4. De nouveau du changement pour la norme du tiers

La norme du tiers est une condition importante pour bénéficier de la dispense de versement. Dans le cadre des dispenses de versement prévues pour le travail en équipe, le travail de nuit et le travail en continu, le travailleur doit, conformément à son régime de travail, consacrer au moins un tiers de son temps de travail à du travail en équipe, du travail de nuit ou du travail en continu au cours du mois concerné. Pour en savoir plus sur cette norme du tiers et sur les récentes décisions du fisc en la matière, consultez notre article du 5 janvier.
Pour le travailleur ayant effectué au cours du mois un travail en équipe, un travail continu et un travail de nuit, il était possible jusqu’au 31 mars 2022 de calculer la norme du tiers en tenant compte à la fois du travail en équipe, du travail continu et du travail de nuit. Autrement dit, toutes les prestations entrant en ligne de compte pour le mois concerné pouvaient être regroupées pour calculer la norme du tiers.
La situation change pour les rémunérations payées à partir du 1er avril 2022, puisque la norme du tiers est désormais divisée : une norme du tiers pour le travail en équipe et en continu et une norme pour le travail de nuit.  Pour les travailleurs qui, au cours d’un mois donné, effectuent à la fois un travail de nuit et un travail en équipe, cette modification implique que la norme du tiers sera atteinte moins rapidement, et donc que l’employeur bénéficiera moins facilement de la dispense de versement.
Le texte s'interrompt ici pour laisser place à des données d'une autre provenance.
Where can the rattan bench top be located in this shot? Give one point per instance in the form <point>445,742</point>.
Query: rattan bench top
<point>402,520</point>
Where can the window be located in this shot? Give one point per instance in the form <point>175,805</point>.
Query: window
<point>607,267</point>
En outre, ces nouvelles normes du tiers précisent que le numérateur ne peut inclure que le travail en équipe/en continu ou le travail de nuit donnant effectivement lieu au paiement d’une prime d’équipe ou de nuit (qui doit bien sûr respecter les nouveaux minima de 2 % et 12 %). Les suspensions rémunérées sont également prises en compte, mais uniquement lorsque le travailleur aurait effectué, conformément à son régime de travail, du travail en équipe/en continu ou du travail de nuit et aurait reçu une prime d’équipe ou une prime de nuit, si son contrat de travail n’avait pas été suspendu pendant ces périodes.

Et quid de la norme du tiers pour des travaux immobiliers ?
Le fisc a toujours considéré que le régime particulier pour les travaux immobiliers était également soumis à la règle du tiers. Plusieurs arguments juridiques étayaient d'ailleurs ce point de vue. Le texte de la nouvelle législation va toutefois à l’encontre de cette interprétation, bien que, selon toute vraisemblance, ce n’était pas l’intention du législateur.  Pour l’instant, on ignore encore si, et comment, le fisc réagira et si une législation réparatrice suivra. Les employeurs ont donc intérêt à continuer d’appliquer la norme du tiers.
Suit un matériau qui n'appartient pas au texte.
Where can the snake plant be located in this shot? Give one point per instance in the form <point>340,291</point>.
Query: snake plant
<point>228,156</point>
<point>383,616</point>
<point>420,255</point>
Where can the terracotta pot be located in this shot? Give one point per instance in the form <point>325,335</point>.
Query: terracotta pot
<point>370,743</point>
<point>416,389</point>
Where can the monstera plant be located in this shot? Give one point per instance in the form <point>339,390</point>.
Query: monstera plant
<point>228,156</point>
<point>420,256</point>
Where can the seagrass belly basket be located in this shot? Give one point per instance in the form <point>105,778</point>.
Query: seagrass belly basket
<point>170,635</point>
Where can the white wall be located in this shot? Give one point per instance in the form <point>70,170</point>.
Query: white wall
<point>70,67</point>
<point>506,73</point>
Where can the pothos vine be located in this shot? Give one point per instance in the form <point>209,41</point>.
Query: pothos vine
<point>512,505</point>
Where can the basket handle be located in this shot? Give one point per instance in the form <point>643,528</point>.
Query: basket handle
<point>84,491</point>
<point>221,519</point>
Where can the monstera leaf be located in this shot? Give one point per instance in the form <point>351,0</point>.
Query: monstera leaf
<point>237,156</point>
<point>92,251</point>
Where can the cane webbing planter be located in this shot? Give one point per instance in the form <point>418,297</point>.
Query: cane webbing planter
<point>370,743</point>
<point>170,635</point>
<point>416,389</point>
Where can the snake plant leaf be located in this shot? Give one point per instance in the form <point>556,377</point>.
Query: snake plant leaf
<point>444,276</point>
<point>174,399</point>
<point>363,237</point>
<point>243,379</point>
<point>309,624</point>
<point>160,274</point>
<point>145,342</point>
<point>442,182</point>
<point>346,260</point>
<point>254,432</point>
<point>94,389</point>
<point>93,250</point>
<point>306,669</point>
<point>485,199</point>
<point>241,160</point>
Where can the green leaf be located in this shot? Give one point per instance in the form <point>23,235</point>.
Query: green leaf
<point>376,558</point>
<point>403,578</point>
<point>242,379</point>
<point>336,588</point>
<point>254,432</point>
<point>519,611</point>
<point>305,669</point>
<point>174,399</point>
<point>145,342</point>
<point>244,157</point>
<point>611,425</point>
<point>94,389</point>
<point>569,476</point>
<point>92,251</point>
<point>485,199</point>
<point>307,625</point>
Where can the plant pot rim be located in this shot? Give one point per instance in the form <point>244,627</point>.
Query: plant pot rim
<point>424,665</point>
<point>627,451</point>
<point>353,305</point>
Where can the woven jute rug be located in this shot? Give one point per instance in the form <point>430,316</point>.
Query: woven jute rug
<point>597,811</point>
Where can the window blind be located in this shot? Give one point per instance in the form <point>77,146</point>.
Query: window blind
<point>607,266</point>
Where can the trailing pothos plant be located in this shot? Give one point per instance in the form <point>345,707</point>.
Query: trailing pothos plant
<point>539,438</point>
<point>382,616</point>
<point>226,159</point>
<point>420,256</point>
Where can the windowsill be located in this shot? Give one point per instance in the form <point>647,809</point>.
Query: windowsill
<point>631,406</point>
5. Distinction entre le travail de nuit et le travail d’équipe pour déterminer le précompte disponible

Depuis 2018, la dispense de versement peut s’appliquer sur la masse globale du précompte des travailleurs ouvrant le droit à la dispense pour le travail en équipe et le travail de nuit.

Cette base de calcul se divise aussi pour les rémunérations payées à partir du 1er avril 2022. Pour la dispense concernant le travail en équipe, on ne retiendra désormais que la masse de précomptes des travailleurs qui remplissent les conditions nécessaires, et plus le précompte de leurs collègues ayant effectué du travail de nuit. Et inversement, pour la dispense concernant le travail de nuit, on ne retiendra que la masse de précomptes des travailleurs qui remplissent les conditions nécessaires, et plus le précompte de leurs collègues ayant effectué un travail en équipe.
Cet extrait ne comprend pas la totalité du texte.